バオー来訪者
1984年、ジャンプが絶頂期を迎えていた頃の話だった。
一風変わった漫画が新連載を開始した。
全ページに渡ってへんちくりんな擬音と、妙な台詞回しが溢れ、勢いだけで書かれたとしか思えない変なポーズをキャラが取っている。
でも面白い。
滅茶苦茶に面白い。
それが、「バオー」であった。
凄まじいエネルギーを注ぎ込んで描かれたこの漫画、設定の斬新さと強烈なキャラの個性はこの頃の荒木氏に既に充分に溢れていたようだ。

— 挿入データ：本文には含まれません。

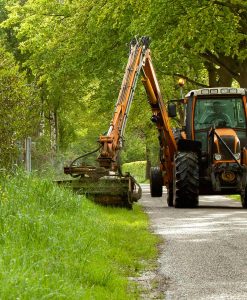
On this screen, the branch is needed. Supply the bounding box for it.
[200,50,240,79]
[173,73,209,88]
[212,0,247,11]
[157,68,209,87]
[0,59,9,69]
[42,13,71,18]
[212,0,247,31]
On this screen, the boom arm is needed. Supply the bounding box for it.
[141,50,177,185]
[98,37,177,185]
[97,37,149,169]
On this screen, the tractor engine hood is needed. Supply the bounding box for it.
[212,128,241,162]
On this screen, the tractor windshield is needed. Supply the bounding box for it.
[194,97,246,129]
[194,97,246,151]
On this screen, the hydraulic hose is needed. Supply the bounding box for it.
[68,145,102,178]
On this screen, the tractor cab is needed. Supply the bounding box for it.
[190,88,247,153]
[183,87,247,195]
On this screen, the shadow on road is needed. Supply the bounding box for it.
[197,205,242,210]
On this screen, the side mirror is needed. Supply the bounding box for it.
[168,103,177,118]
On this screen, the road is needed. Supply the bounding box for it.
[140,184,247,300]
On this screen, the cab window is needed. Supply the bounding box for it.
[193,97,246,151]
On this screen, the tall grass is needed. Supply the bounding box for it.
[0,171,157,299]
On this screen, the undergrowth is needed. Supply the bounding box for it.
[0,170,157,299]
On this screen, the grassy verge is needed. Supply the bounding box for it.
[229,195,240,201]
[0,171,158,299]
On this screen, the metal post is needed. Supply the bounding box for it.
[178,78,186,123]
[25,137,32,173]
[178,78,185,99]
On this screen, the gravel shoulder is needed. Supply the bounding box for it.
[140,184,247,300]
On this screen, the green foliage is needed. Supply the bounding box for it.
[136,0,247,86]
[122,161,147,183]
[1,0,246,170]
[0,45,39,168]
[120,86,161,166]
[0,171,158,298]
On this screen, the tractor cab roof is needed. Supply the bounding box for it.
[185,87,247,98]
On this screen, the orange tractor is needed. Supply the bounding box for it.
[61,37,247,208]
[151,87,247,208]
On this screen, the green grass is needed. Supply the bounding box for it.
[122,161,147,183]
[0,171,158,299]
[230,194,240,201]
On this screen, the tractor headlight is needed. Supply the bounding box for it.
[214,153,222,161]
[233,153,241,160]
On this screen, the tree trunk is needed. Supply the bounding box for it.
[204,62,233,87]
[50,110,58,154]
[217,67,233,86]
[39,109,45,137]
[238,60,247,87]
[204,62,218,87]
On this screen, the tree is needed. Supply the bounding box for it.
[0,45,39,168]
[2,0,125,154]
[2,0,246,173]
[136,0,247,87]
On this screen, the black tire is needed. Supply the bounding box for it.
[150,167,163,197]
[173,151,199,208]
[167,183,174,207]
[241,191,247,208]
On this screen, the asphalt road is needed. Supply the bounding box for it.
[140,184,247,300]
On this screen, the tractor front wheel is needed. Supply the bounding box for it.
[150,167,163,197]
[173,151,199,208]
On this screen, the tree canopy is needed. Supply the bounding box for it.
[0,44,38,168]
[0,0,246,169]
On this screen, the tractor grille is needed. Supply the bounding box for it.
[218,135,235,160]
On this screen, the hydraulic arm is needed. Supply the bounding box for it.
[141,49,177,185]
[97,37,149,170]
[61,36,177,207]
[98,36,177,186]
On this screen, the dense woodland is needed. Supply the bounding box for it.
[0,0,247,172]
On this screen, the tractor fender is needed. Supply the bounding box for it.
[177,139,202,154]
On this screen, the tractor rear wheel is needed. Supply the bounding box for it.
[241,191,247,208]
[173,151,199,208]
[150,167,163,197]
[167,183,174,207]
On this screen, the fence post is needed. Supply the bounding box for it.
[25,137,32,173]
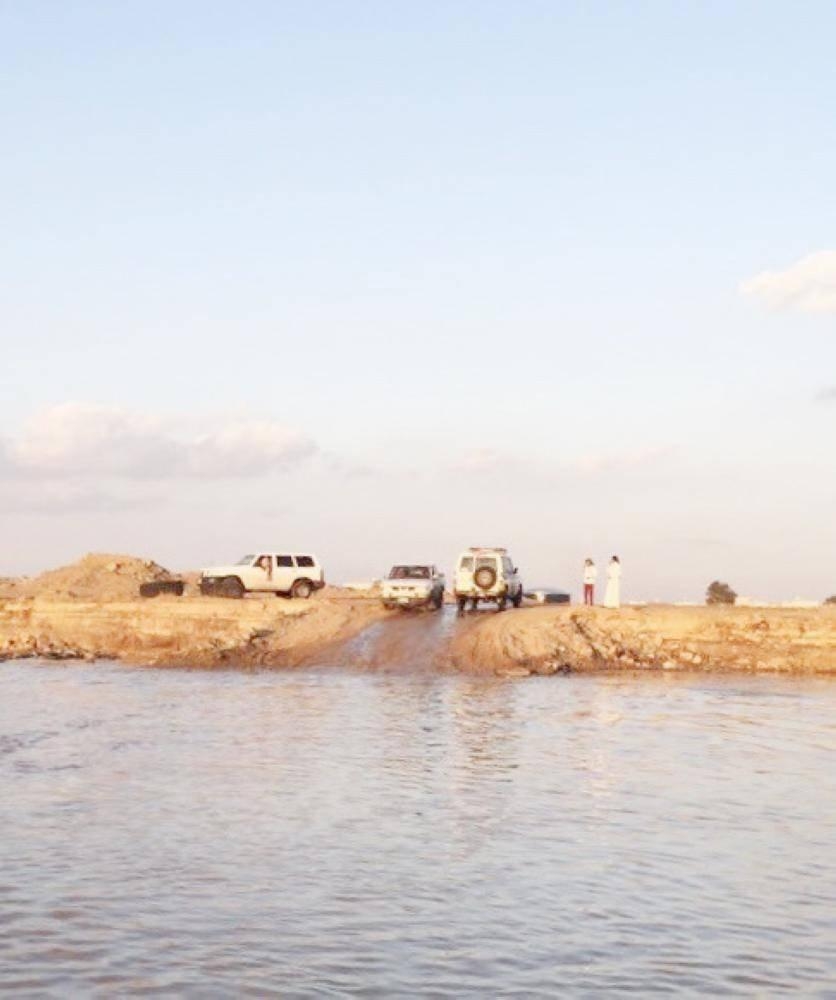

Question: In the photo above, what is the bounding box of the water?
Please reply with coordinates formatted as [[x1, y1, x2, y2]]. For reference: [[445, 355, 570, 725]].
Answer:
[[2, 656, 835, 996]]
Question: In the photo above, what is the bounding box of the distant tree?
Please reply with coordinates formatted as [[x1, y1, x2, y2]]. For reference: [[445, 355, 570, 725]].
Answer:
[[825, 595, 836, 605], [706, 580, 737, 605]]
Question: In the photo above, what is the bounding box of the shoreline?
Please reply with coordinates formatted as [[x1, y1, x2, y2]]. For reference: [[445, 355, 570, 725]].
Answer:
[[0, 594, 390, 669], [449, 604, 836, 677], [1, 596, 835, 676]]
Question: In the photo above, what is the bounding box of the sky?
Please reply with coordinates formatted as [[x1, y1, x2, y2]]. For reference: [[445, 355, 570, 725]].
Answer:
[[1, 0, 835, 601]]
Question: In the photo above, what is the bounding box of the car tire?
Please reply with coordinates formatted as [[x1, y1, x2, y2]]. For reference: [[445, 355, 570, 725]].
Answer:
[[220, 576, 245, 599], [139, 580, 184, 598], [497, 595, 507, 612], [512, 588, 523, 608], [291, 579, 314, 600], [457, 596, 467, 614], [474, 566, 497, 590], [432, 590, 443, 610]]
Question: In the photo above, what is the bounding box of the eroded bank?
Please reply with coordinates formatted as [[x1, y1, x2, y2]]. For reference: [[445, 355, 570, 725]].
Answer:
[[0, 595, 390, 668], [448, 604, 836, 676], [1, 598, 835, 675]]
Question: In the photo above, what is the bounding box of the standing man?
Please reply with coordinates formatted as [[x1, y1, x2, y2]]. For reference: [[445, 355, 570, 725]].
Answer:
[[583, 558, 597, 606], [604, 556, 622, 609]]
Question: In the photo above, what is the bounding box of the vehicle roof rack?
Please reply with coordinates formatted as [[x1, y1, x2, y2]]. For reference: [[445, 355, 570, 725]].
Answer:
[[467, 546, 507, 553]]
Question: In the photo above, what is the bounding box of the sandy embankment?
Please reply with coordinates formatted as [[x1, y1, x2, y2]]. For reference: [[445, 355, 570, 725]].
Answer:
[[0, 553, 388, 667], [3, 599, 835, 675], [2, 554, 835, 674], [449, 604, 836, 677], [0, 596, 389, 668]]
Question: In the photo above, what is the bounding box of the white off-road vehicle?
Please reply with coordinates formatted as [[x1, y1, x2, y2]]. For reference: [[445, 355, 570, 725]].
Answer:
[[381, 564, 445, 610], [199, 552, 325, 599], [454, 547, 523, 613]]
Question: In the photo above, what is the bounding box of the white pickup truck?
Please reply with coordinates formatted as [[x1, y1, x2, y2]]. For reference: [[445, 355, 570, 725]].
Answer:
[[381, 564, 445, 610], [199, 552, 325, 599]]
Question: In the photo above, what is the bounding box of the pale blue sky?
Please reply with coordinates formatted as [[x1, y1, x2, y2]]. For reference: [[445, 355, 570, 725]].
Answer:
[[1, 1, 834, 599]]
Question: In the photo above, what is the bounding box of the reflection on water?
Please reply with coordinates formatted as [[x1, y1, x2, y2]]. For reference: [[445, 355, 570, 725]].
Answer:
[[1, 661, 835, 996]]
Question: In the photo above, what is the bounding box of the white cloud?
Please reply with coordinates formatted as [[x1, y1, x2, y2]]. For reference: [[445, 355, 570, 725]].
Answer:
[[741, 250, 836, 313], [448, 445, 673, 480], [188, 421, 316, 477], [571, 446, 674, 475], [3, 403, 317, 480], [0, 482, 156, 515], [451, 448, 522, 474]]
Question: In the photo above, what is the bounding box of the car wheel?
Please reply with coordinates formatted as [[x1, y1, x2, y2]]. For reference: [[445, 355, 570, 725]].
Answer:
[[457, 596, 467, 614], [139, 580, 185, 598], [512, 587, 523, 608], [291, 579, 314, 599], [497, 595, 507, 612], [220, 576, 245, 599], [432, 590, 443, 610]]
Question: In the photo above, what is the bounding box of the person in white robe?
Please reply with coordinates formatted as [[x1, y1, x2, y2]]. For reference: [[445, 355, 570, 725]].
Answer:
[[603, 556, 621, 609]]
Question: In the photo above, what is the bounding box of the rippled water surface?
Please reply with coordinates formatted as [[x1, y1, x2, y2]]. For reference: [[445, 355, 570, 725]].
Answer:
[[2, 658, 835, 996]]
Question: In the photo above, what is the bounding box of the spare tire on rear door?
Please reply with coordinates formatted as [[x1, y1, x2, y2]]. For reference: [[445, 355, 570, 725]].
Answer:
[[474, 565, 497, 590]]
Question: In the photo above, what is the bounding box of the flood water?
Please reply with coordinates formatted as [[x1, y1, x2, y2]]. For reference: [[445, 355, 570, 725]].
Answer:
[[2, 653, 835, 996]]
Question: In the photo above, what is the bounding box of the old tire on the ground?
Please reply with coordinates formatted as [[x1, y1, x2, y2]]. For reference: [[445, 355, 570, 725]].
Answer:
[[474, 566, 497, 590], [291, 579, 314, 599], [220, 576, 245, 599]]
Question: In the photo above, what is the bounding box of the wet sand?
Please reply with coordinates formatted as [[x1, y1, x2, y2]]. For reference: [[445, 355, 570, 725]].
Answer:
[[1, 596, 835, 675], [449, 604, 836, 676], [0, 594, 390, 668]]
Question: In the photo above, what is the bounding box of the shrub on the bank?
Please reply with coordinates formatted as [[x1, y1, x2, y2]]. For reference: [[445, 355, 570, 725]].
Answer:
[[825, 595, 836, 605], [706, 580, 737, 605]]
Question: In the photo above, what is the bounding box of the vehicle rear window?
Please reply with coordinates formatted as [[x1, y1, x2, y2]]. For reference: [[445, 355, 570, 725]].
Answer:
[[276, 555, 293, 567], [295, 555, 315, 567], [476, 557, 497, 569], [460, 557, 474, 570]]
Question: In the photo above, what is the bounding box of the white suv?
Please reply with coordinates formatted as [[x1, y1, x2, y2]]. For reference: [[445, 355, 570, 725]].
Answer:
[[199, 552, 325, 599], [454, 547, 523, 613]]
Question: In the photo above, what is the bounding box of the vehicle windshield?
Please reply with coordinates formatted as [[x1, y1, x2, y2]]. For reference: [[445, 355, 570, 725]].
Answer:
[[388, 565, 430, 579], [236, 554, 255, 565]]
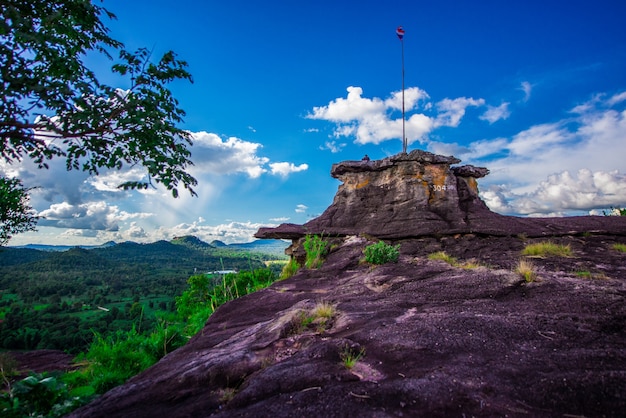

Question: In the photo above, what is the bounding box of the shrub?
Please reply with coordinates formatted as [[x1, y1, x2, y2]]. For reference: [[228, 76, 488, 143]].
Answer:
[[363, 241, 400, 264], [521, 241, 572, 257], [303, 234, 329, 269], [515, 259, 537, 282], [0, 372, 88, 417]]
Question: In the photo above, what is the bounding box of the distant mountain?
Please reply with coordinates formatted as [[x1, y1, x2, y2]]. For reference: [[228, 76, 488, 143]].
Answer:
[[228, 240, 289, 256], [11, 241, 117, 252], [172, 235, 215, 250], [7, 236, 288, 257]]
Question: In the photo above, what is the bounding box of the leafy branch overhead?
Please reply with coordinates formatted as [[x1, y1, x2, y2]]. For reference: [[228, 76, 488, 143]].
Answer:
[[0, 0, 197, 197]]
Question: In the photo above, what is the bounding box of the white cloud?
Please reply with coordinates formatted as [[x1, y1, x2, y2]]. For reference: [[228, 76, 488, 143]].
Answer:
[[37, 201, 152, 231], [607, 91, 626, 106], [480, 102, 510, 124], [86, 168, 148, 192], [320, 140, 346, 153], [295, 204, 308, 213], [307, 86, 386, 122], [483, 169, 626, 216], [149, 220, 272, 244], [269, 162, 309, 177], [269, 217, 290, 222], [519, 81, 532, 102], [435, 97, 485, 127], [308, 86, 478, 146], [507, 122, 573, 156], [189, 131, 307, 180], [456, 91, 626, 215], [191, 132, 269, 178]]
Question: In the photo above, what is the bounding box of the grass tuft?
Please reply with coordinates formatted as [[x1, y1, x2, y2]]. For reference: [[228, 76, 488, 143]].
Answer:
[[303, 234, 329, 269], [521, 241, 572, 257], [311, 301, 336, 319], [279, 258, 300, 280], [340, 345, 366, 369], [515, 259, 537, 282], [612, 243, 626, 253], [428, 251, 457, 265]]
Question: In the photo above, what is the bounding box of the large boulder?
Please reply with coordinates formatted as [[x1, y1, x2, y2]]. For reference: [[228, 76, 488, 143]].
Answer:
[[256, 150, 626, 240]]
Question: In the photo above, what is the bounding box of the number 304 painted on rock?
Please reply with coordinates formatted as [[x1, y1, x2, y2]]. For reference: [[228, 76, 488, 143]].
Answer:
[[431, 184, 456, 191]]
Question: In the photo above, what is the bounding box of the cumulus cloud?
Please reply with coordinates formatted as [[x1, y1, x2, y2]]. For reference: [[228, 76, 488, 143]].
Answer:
[[269, 162, 309, 177], [37, 201, 152, 231], [190, 132, 269, 178], [483, 169, 626, 216], [295, 204, 308, 213], [189, 131, 308, 180], [307, 86, 483, 146], [457, 91, 626, 215], [480, 102, 510, 124], [434, 97, 485, 128]]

舞台は三陸海岸、秘密結社「ドレス」の生態兵器として利用されていた少年と少女は僥倖で脱出に成功、やがて追っ手と戦ううちに二人の間には絆が生まれて・・・というプロセスなんかどうでも良くなるパワー。
とにかくパワーのみ。
絵柄の異常さが更にそれを煽りたて、読む者を問答無用で世界の中に引き摺り込んでいく。
ギャーーーーン!!
だとか
ドッバァァァァアアアアン!!
だとか
ギュオオオオオム!!
だとか、今まで読んだ事のない、聴いたことのない効果音が有無を言わさず襲いかかってくる。
とにかく力尽く。
1にパワー2にパワー、3、4がなくて5にパワー。
パワーが物語を引っ張っていく、そんな印象であった。
躍動感溢れるこのパワーが雑誌の中から溢れだし、読者を押し流していくかのようであった。
しかし、このパワーに騙されてはならなかった。
荒木氏はこの物語を描くに当って、実に綿密な設定を練り込んでいたのである。
新たな物語を作るとき、重要になるのはキャラクターと、世界設定である。
荒木氏は連載を開始する前に、ここに全エネルギーを傾注したのだ。
この細かな設定への配慮が、物語を支える事になっていたのである。
物語はキャラクターが作っていく。
ここを荒木氏はしっかりと押さえ、まずは主人公の二人、少年と少女のキャラクターを独立させる事に成功したのだ。
キャラが立った物語は、それだけで勝利している。
そこに独特の世界観が絡んだのである、面白くならない筈がない。
更に、できうる限りの科学的な裏づけを与え、その上でキャラクターから迸り出るパワーを解き放って暴れさせたのだ。
「バオー」の持つパワーは、この綿密な設定の上に成り立つ、実に繊細なものだったのである。
やがて「バオー」の連載が終わり、新たな設定のもとに荒木氏は「ジョジョ」を描き始める。
ここでも荒木氏はキャラクターに「命」を存分に吹き込み、暴れさせている。
荒木氏の漫画に共通するパワーは、全てこの綿密さの上にあることを忘れてはならない。